Monday, April 8, 2024

Eclipse day

I already saw a totality in my lifetime so shall spare the roads my car, this day. Instead I'll clog up the blog: with chronology. Thiele's 1965 limmu-list remains canon for 891-648 BC; Illig, "Scott", and Guyénot notwithstanding. Its last generation may even be reinforced in light of that Miyake event 660 BC.

It gets uglier before 891 BC, when Chinese records get difficult (thanks loads, Qin); of course we have nothing from Europe, India, or the Americas here. All we have are Egyptian and Mesopotamian records, suffering a lengthy hiccup before which at least the later Hittites are helping us out.

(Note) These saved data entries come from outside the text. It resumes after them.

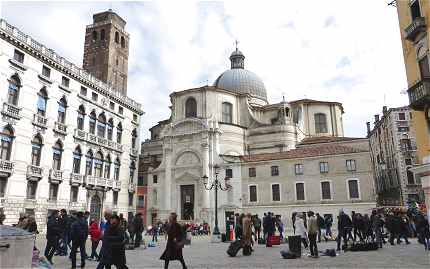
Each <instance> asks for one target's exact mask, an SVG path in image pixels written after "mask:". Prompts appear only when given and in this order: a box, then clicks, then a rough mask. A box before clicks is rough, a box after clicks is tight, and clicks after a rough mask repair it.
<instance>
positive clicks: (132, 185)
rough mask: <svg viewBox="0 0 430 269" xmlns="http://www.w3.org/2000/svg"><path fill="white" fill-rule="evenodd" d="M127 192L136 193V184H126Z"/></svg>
mask: <svg viewBox="0 0 430 269" xmlns="http://www.w3.org/2000/svg"><path fill="white" fill-rule="evenodd" d="M128 192H130V193H134V192H136V184H134V183H133V182H130V183H128Z"/></svg>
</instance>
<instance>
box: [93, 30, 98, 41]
mask: <svg viewBox="0 0 430 269" xmlns="http://www.w3.org/2000/svg"><path fill="white" fill-rule="evenodd" d="M97 36H98V34H97V31H93V33H92V37H93V41H97Z"/></svg>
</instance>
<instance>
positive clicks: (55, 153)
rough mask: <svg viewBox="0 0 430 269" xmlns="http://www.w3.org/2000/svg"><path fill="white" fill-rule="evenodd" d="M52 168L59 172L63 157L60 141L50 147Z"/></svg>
mask: <svg viewBox="0 0 430 269" xmlns="http://www.w3.org/2000/svg"><path fill="white" fill-rule="evenodd" d="M52 152H53V155H52V168H53V169H55V170H61V158H62V155H63V144H62V143H61V142H60V141H57V142H55V145H54V147H52Z"/></svg>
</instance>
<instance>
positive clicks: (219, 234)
mask: <svg viewBox="0 0 430 269" xmlns="http://www.w3.org/2000/svg"><path fill="white" fill-rule="evenodd" d="M213 168H214V170H215V180H213V181H212V182H211V183H209V182H208V177H207V176H206V175H204V176H202V180H203V184H204V188H205V189H206V190H208V191H209V190H214V191H215V227H214V229H213V232H212V236H213V238H214V240H212V241H213V242H220V241H221V240H220V239H221V237H220V232H219V228H218V190H221V191H226V190H228V189H230V185H229V184H228V180H230V178H228V177H226V178H225V179H224V187H223V186H222V183H221V181H220V180H218V174H219V168H220V167H219V166H218V165H217V164H215V165H214V167H213Z"/></svg>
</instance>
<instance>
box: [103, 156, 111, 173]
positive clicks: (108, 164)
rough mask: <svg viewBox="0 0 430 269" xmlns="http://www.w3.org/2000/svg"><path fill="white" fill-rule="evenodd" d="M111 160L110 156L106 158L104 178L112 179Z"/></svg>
mask: <svg viewBox="0 0 430 269" xmlns="http://www.w3.org/2000/svg"><path fill="white" fill-rule="evenodd" d="M111 163H112V161H111V159H110V155H108V156H107V157H106V160H105V174H104V178H110V166H111Z"/></svg>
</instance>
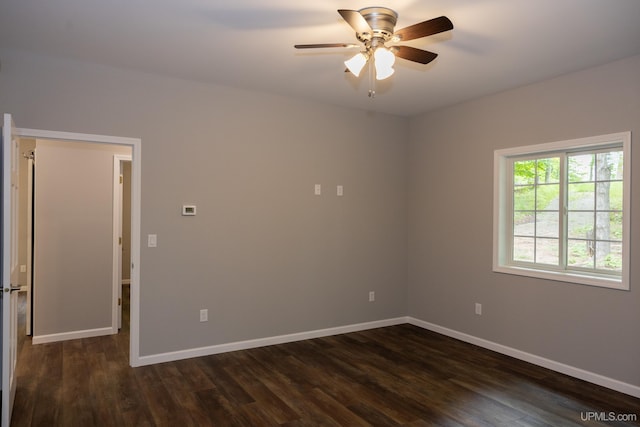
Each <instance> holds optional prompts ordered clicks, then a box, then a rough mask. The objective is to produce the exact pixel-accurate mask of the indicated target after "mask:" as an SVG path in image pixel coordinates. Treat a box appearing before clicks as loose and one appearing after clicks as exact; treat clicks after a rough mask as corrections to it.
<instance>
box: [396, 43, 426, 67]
mask: <svg viewBox="0 0 640 427" xmlns="http://www.w3.org/2000/svg"><path fill="white" fill-rule="evenodd" d="M389 49H390V50H391V51H392V52H393V53H394V54H395V55H396V56H397V57H398V58H402V59H407V60H409V61H413V62H418V63H420V64H428V63H429V62H431V61H433V60H434V59H436V57H437V56H438V54H437V53H433V52H429V51H428V50H422V49H417V48H415V47H411V46H393V47H391V48H389Z"/></svg>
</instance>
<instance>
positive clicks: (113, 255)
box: [112, 154, 131, 333]
mask: <svg viewBox="0 0 640 427" xmlns="http://www.w3.org/2000/svg"><path fill="white" fill-rule="evenodd" d="M130 161H131V156H130V155H126V154H114V155H113V297H114V301H113V310H114V313H113V316H112V319H113V322H114V323H113V325H112V328H113V330H114V333H118V330H119V329H120V328H121V327H122V271H123V265H122V249H123V246H122V245H123V244H124V242H123V241H122V206H123V204H122V201H123V194H122V193H123V192H122V188H123V187H122V184H123V183H122V162H130Z"/></svg>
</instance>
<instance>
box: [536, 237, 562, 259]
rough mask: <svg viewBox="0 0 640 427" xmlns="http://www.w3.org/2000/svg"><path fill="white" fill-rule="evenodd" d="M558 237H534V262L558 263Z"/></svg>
mask: <svg viewBox="0 0 640 427" xmlns="http://www.w3.org/2000/svg"><path fill="white" fill-rule="evenodd" d="M558 253H559V250H558V239H536V262H539V263H542V264H553V265H558V259H559V257H558Z"/></svg>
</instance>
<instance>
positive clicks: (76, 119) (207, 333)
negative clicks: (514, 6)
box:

The Catholic University of Argentina is hosting a Damqatum 18 (2022) paper as would shift the New Kingdom - and the Hittites with them - 243 years to the "future", toward us. It would illuminate the "Dark Age"... at the expense of darkening Anatolia further before the Hittites. We would really be hurting for any reference to Thera, semi-decently located early 1500s BC, as isn't pots.

I don't accept this paper any more than I accepted Illig, whom Miyake debunked; or Guyénot, who's barely on any radar. We own too much Aegean and Anatolian dendro' by now not least, this drought published 2023.

Still. We do need to know where the weaknesses in our sources. That the weaknesses allowed for a 2.43 century fuzzball, as late as 2022, should be... worrying. Also we need all the eclipses; UCA / Damqatum 18 make much of 31 May 957 BC, which should have been total over Thebes, if Egypt recorded any of that.